I am not sure why you say it is unfortunate? The people we inform about Pauling's discoveries usually get well in about two weeks, and most of these people were seriously ill. I do not accept the benefits because in the few studies I looked at, e.g. the Brown statin studies, the raw data (lab measurements) included in the paper favored the placebo group, (insulin was lower, blood sugar was lower, etc.). I thought this would be obvious to any MD reading the paper. Brown admitted dropping, from memory, 187 subjects for various reasons. Five years and they dropped subjects? I infer the reason it takes 5 years to publish statin studies is because the first time they run through the results (just a guess) the results do not look good and so they have learned how to cherry-pick the subjects. I am not making this up. Brown admitted dropping the subjects (not cherry picking) in one of the later papesr, for what sounded like good reasons, but again, there is too much money involved to take these studies seriously, especially when the benefits, plotted side-by-side, statin vs. placebo, are almost identical.


Which trial are you talking about?

My argument is that when serum cholesterol levels drop, the human body has a natural feedback mechanism to increase the production in the liver, and that medicine, by prescribing statins, defeats this feedback mechanism without a sound theory or really good evidence.

It turns out that vitamin C is a “natural” statin, a HMG-CoA Reductase inhibitor,

See:http://www.jbc.org/cgi/content/abstract/261/16/7127
J. Biol. Chem., Vol. 261, Issue 16, 7127-7135, 06, 1986
Inhibition of human leukocyte 3-hydroxy-3-methylglutaryl coenzyme A reductase activity by ascorbic acid. An effect mediated by the free radical monodehydroascorbate
HJ Harwood Jr, YJ Greene and PW Stacpoole


After reading this paper, it looked to me to be the same effect of the statin drugs – without any risk of side effects.
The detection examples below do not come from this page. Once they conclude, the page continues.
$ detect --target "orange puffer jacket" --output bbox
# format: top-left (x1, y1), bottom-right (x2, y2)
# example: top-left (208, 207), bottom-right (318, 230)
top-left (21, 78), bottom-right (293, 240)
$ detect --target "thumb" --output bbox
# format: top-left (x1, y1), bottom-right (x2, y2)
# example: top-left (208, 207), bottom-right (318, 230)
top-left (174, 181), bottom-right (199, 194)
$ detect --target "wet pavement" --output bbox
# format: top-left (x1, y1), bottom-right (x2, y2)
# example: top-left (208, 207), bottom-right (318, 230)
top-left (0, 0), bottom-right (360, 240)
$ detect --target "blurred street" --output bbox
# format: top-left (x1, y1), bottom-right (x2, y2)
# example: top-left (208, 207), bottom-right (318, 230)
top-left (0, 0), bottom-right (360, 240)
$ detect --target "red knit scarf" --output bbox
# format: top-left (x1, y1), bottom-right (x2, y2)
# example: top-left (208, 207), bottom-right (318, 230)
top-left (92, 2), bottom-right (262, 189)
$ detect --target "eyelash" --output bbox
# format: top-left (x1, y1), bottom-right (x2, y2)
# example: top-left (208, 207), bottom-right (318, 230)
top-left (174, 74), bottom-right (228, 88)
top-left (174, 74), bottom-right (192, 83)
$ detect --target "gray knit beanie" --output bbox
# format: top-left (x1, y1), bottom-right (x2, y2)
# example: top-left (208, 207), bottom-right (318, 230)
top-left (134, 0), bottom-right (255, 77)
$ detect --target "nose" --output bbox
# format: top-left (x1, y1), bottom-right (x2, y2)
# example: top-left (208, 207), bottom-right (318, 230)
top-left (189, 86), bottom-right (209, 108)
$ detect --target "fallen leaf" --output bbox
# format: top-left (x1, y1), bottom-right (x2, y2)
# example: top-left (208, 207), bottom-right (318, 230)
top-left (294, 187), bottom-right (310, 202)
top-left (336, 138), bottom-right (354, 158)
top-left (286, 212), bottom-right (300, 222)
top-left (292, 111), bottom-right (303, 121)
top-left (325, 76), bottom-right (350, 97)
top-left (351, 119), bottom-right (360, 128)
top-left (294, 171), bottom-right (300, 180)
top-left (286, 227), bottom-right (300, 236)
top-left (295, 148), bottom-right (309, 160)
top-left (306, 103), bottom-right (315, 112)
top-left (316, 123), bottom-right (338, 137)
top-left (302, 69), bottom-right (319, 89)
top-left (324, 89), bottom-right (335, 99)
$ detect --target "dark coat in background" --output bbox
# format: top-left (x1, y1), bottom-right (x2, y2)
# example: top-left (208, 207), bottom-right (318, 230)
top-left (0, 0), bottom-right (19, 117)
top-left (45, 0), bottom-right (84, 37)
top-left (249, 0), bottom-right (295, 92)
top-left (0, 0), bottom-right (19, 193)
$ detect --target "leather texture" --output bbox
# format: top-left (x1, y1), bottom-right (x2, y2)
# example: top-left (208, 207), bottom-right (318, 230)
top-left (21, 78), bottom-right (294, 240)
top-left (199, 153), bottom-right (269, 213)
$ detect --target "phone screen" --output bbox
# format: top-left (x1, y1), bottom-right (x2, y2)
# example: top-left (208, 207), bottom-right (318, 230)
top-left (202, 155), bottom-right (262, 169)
And while we have had arguments here how important this effect is (and Pauling has another theory in his book) it is a fact that when vitamin C levels are low, the body produces more cholesterol. So to answer your question, the “biochemical process” is low serum vitamin C, i.e., lower blood and tissue levels than animals which produce their own ascorbate 24/7 .


How does low serum Vitamin C contribute to higher LDL? In any case, you're citing an in vitro study as though it definitely shows that this applies to the human body.